Die Gefährdung einer fremden Sache von bedeutendem Wert ist dabei nicht schon dann gegeben, wenn eine werthaltige Sache in einer solchen Weise gefährdet worden ist. Vielmehr ist auch erforderlich, dass ein bedeutender Schaden gedroht hat (vgl. BGH, Beschluss vom 5. Dezember 2018 ? 4 StR 505/18, NStZ 2019, 346 Rn. 7; Beschluss vom 12. April 2011 – 4 StR 22/11 Rn. 5; Beschluss vom 29. April 2008 ? 4 StR 617/07, NStZ-RR 2008, 289 mwN). Dessen Höhe ist nach der am Marktwert zu messenden Wertminderung zu berechnen (vgl. dazu BGH, Beschluss vom 10. April 2019 ? 4 StR 86/19, NStZ 2019, 677, 678; Beschluss vom 29. April 2008 ? 4 StR 617/07, NStZ-RR 2008, 289).

b) Diesen Vorgaben genügen die Feststellungen nicht, denn sie belegen weder entsprechend gefährliche Verkehrsvorgänge, noch bieten sie eine Grundlage für die Annahme, dass fremde Sachen von bedeutendem Wert gefährdet wurden.

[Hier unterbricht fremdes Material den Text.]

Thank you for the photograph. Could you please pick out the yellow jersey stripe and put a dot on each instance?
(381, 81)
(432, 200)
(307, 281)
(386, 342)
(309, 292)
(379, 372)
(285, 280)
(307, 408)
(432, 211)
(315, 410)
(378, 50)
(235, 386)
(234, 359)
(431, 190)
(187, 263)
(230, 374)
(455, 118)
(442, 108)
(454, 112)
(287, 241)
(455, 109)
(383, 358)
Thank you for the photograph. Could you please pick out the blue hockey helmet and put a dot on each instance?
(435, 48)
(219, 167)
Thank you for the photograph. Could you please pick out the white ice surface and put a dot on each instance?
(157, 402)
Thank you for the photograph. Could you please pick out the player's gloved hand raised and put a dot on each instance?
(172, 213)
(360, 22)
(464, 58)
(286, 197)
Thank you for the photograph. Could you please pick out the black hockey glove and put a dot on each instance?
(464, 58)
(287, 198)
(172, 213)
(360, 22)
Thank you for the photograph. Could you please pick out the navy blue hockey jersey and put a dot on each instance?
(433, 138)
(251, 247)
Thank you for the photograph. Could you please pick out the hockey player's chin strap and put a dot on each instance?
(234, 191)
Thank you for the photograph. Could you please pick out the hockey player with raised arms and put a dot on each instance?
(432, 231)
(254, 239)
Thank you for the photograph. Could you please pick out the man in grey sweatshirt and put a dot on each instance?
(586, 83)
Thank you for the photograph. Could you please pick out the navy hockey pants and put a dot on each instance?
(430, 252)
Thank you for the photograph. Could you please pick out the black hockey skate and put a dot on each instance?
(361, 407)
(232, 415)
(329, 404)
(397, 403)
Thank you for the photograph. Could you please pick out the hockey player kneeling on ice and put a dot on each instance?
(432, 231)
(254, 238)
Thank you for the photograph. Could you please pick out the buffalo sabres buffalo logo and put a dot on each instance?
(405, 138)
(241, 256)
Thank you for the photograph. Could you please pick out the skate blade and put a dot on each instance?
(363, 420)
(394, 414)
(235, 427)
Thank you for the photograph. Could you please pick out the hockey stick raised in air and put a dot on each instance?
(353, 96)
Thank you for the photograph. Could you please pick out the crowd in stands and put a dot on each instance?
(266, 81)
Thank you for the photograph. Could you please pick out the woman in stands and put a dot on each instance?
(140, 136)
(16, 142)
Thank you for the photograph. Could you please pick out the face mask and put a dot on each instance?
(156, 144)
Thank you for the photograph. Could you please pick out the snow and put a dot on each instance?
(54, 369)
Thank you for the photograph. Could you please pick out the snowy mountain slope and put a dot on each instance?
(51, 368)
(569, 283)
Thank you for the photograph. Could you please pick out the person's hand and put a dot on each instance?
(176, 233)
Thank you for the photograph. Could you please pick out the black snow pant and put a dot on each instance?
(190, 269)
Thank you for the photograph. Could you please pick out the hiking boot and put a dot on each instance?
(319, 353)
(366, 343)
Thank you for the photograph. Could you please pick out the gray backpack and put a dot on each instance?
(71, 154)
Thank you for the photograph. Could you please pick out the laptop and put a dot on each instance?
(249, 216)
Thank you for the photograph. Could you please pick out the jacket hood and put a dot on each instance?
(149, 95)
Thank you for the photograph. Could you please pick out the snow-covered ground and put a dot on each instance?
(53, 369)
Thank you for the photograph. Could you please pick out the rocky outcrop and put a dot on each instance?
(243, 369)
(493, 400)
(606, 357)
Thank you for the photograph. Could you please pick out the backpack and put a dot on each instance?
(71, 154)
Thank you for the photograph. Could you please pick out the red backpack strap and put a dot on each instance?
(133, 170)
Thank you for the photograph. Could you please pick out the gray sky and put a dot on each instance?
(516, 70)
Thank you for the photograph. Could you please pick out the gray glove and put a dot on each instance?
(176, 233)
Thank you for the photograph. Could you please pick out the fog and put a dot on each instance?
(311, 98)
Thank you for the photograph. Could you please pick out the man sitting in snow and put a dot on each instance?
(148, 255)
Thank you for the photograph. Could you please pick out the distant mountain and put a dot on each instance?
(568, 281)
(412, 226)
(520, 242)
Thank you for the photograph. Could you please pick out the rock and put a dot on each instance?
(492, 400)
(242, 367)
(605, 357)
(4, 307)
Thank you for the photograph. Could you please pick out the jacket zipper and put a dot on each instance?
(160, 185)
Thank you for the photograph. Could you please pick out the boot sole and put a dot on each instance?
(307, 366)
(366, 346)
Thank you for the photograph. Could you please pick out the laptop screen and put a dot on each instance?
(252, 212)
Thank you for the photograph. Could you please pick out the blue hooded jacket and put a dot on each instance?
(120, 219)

Für die Annahme, dass die in den Einmündungsbereichen von ihren Lenkern zum Stehen gebrachten Fahrzeuge konkret gefährdet waren, fehlt es an einer ausreichenden Tatsachengrundlage. Denn die Urteilsgründe verhalten sich weder zu den gefahrenen Geschwindigkeiten noch zu der Intensität der zur Vermeidung einer Kollision vorgenommenen Bremsungen. Auch bleibt offen, in welchem Abstand zu dem vorbeifahrenden Fahrzeug des Angeklagten die vorfahrtsberechtigten Fahrzeuge in den jeweiligen Querstraßen zum Stehen gebracht wurden. Die Beweiswürdigung gibt hierfür keinen weiteren Anhalt, denn die Strafkammer vermag sich insoweit nur auf die Angaben der den Angeklagten verfolgenden Polizeibeamten zu stützen.

Schließlich verhält sich das Urteil weder zum Wert der beteiligten Fahrzeuge noch zu dem im Kollisionsfall zu erwartenden Schadensbild und dessen Bewertung.“

Nichts Besonderes, aber: Der BGH „erinnert“.